Common Pitfalls to Avoid

  • Overlooking Secondary Unique Constraints: The most common pitfall is assuming ON CONFLICT (primary_key_column) will handle violations of all other unique constraints on the table. It won’t.
  • Ambiguous conflict_target: If column names in ON CONFLICT (column_list) could map to multiple unique indexes, PostgreSQL’s choice might not be what you expect. Naming the constraint (ON CONFLICT ON CONSTRAINT constraint_name) is more explicit.
  • Intra-Statement Conflicts: If a single INSERT statement attempts to insert multiple rows that would conflict with each other on the arbiter key(s) (e.g., INSERT INTO ... VALUES (1,'a'),(1,'b') ON CONFLICT (id) ...), PostgreSQL will raise a “cardinality violation” error. The ON CONFLICT clause cannot update the same row twice within the same statement.
  • Not Considering Trigger Side Effects: Forgetting that triggers can independently modify data leading to unique violations.

Conclusion

While PostgreSQL’s INSERT ... ON CONFLICT DO UPDATE statement is a robust tool for atomic UPSERT operations, it’s crucial to understand its scope, particularly concerning its interaction with multiple unique constraints under concurrent workloads. The ERROR: duplicate key value violates unique constraint often signals that a unique constraint other than the one specified as the arbiter has been violated due to a race condition with a concurrent transaction.

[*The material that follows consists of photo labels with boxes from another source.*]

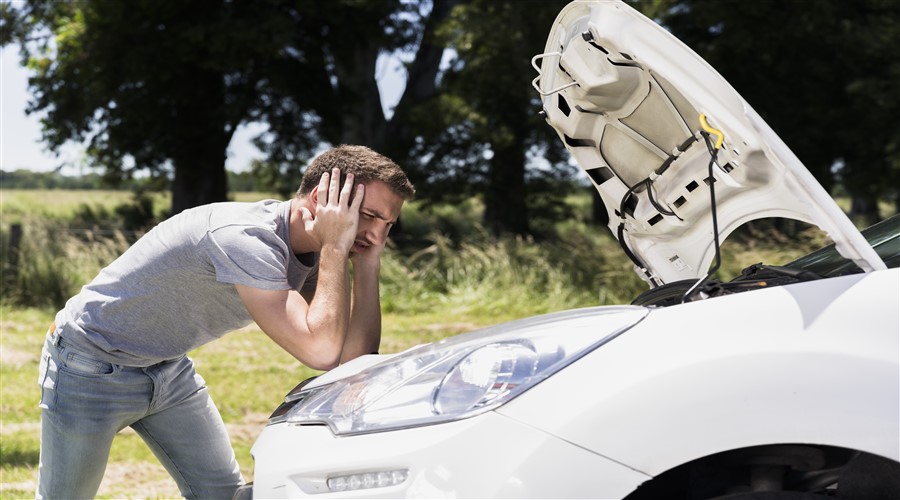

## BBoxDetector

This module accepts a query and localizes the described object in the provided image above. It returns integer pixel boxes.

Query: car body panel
[533,0,886,286]
[497,269,900,475]
[246,0,900,498]
[253,413,649,498]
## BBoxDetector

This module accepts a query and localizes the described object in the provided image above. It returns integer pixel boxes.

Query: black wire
[681,132,722,304]
[616,179,659,287]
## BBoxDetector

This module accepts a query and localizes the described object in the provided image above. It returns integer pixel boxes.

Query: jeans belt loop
[47,321,62,345]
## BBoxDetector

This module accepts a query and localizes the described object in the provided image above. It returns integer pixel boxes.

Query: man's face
[351,181,403,253]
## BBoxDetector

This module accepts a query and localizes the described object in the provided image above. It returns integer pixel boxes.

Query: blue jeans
[37,332,243,499]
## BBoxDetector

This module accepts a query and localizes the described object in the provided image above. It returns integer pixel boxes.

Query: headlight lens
[287,307,647,435]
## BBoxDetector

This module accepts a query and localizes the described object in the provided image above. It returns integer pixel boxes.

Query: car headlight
[286,306,647,435]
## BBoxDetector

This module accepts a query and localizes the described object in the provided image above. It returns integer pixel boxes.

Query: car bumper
[253,412,649,498]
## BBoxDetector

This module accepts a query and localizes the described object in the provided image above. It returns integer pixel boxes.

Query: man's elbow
[300,355,341,372]
[298,342,343,371]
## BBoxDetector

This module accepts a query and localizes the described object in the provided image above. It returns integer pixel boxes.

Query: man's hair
[297,144,416,201]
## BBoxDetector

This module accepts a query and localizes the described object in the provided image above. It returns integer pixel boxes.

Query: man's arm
[341,256,383,363]
[235,246,350,370]
[235,169,365,370]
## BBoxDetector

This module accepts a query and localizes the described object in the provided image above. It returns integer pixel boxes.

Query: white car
[239,1,900,499]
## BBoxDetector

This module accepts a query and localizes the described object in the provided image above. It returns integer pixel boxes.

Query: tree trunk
[170,68,233,215]
[484,141,528,236]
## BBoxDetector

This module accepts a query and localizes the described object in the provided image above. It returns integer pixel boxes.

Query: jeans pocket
[65,351,115,375]
[38,347,58,410]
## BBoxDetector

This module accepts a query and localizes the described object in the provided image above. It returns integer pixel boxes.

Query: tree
[416,0,572,235]
[659,0,900,221]
[0,0,452,213]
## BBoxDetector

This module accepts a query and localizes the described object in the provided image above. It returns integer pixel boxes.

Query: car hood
[533,0,885,286]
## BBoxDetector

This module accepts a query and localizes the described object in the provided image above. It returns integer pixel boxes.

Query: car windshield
[785,214,900,278]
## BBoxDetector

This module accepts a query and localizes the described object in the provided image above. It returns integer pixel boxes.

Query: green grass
[0,191,872,499]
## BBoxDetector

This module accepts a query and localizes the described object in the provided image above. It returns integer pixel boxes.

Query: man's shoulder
[206,200,283,231]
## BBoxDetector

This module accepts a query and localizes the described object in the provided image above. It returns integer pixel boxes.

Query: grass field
[0,190,872,499]
[0,307,502,499]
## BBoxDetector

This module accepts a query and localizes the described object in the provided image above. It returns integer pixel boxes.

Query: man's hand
[301,169,365,256]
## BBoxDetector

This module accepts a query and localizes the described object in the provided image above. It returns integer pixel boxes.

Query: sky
[0,45,405,175]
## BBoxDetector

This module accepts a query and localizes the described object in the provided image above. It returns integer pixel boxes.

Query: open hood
[532,0,886,287]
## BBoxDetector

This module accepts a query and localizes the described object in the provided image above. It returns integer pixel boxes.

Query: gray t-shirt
[56,200,318,366]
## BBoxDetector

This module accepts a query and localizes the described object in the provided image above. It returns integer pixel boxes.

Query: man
[37,146,415,498]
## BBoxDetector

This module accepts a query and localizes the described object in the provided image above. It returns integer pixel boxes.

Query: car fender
[497,269,900,476]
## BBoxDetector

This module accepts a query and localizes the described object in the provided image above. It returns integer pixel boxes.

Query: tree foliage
[417,0,572,235]
[0,0,450,212]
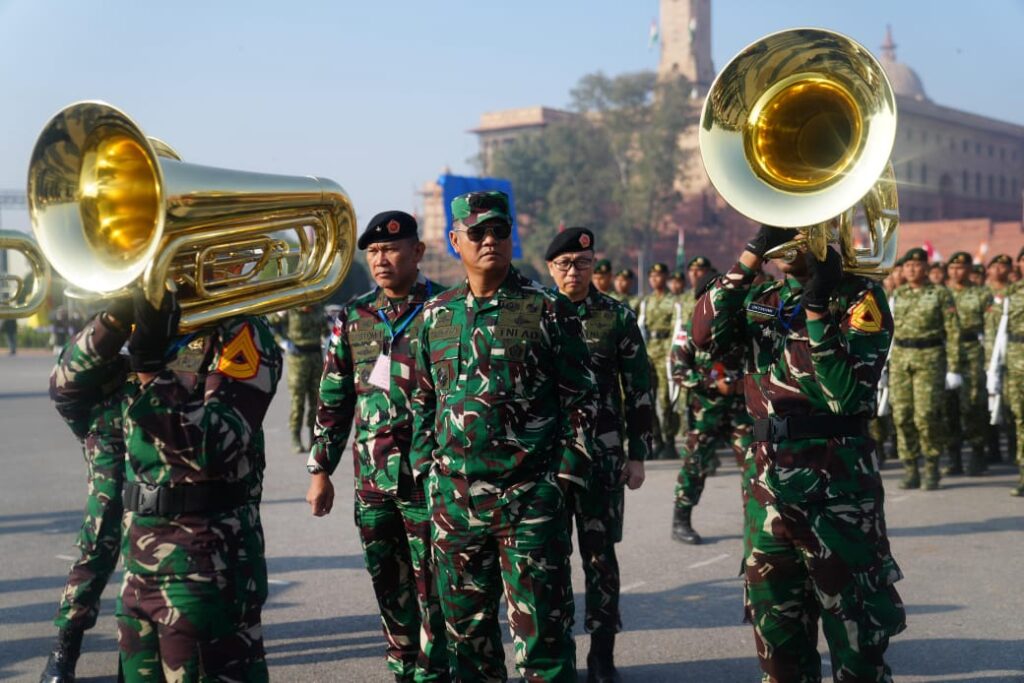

By carefully defining conflict targets, understanding the behavior with multiple constraints, judiciously using WHERE clauses in the DO UPDATE part, performing thorough diagnostics, and implementing application-level retries where appropriate, you can effectively troubleshoot and mitigate these concurrency-related errors, leading to more resilient and reliable PostgreSQL applications.